Here is my email in reply to Mr. Straigne’s diplomatic email that I sent to the entire school board:
Madame Chair,
The board is being asked to approve an AP textbook at our next meeting. While Mr. Strainge was shaking our hands at the last meeting, I innocently asked to review that text book. Mr. Strainge most kindly and immediately said a copy would be made available to me, as is only what one would expect. This was waiting for me at the HS. Now it is no longer.
It has been made clear that my request needs to go through you. So not only all communication directed to staff has to go through you, but all information from staff as well. I am left breathless by the scope of control you continue to try to exert over the elected officials in this district.
I expect that the text book I have requested will be made available to me immediately.
I also expect all the invoices related to the check register we are asked to sign at every board meeting be provided to me three days days in advance of every meeting.
Please understand that my expectations are not subject to your discretion.

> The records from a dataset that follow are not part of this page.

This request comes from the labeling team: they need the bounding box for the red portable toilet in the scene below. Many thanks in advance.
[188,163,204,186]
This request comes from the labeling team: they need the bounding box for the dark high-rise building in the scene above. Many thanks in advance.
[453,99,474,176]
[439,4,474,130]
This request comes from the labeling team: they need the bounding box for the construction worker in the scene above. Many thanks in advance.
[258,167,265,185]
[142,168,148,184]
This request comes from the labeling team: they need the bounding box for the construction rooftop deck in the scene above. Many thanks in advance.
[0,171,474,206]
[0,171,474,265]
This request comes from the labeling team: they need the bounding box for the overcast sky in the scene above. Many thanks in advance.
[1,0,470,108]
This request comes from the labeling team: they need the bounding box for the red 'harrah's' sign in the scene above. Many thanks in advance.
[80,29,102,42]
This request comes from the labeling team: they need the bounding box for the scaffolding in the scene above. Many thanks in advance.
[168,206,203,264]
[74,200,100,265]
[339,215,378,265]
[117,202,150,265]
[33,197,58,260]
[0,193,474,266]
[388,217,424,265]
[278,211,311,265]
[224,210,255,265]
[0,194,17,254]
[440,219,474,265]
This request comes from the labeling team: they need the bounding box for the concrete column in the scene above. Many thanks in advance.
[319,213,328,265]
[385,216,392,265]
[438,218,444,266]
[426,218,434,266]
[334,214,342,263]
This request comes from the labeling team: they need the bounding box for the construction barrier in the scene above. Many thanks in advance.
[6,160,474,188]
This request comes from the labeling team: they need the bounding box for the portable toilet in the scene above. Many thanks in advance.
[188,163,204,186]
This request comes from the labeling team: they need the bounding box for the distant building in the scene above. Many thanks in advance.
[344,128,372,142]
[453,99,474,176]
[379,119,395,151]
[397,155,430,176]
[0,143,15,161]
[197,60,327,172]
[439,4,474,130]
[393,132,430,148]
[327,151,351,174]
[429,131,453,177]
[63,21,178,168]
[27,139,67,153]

I also wish you to understand that all emails from you and Mr. Collins will be, at my discretion, reproduced on my blog.
Donna Green
Sandown representative on the Timberlane School Board
From subsequent emails from Dr. Metzler and former Board Chair, Rob Collins, I have learned this board policy has been in place for at least a year and is not the current Chair’s doing. No doubt, but if the intent were not to control information and only to organize it, why was the textbook withdrawn from the HS front office? I was denied the textbook on Monday either out of a peevish desire to punish me or to control information.
Madam Chair has twice written to me that my behavior is “making a mockery” of the district or school board proceedings. The mockery going on here is of the taxpayers who think they have representation and oversight.
There is something seriously wrong with the flow of information in this district, and the restrictions placed on your elected representatives by the board itself.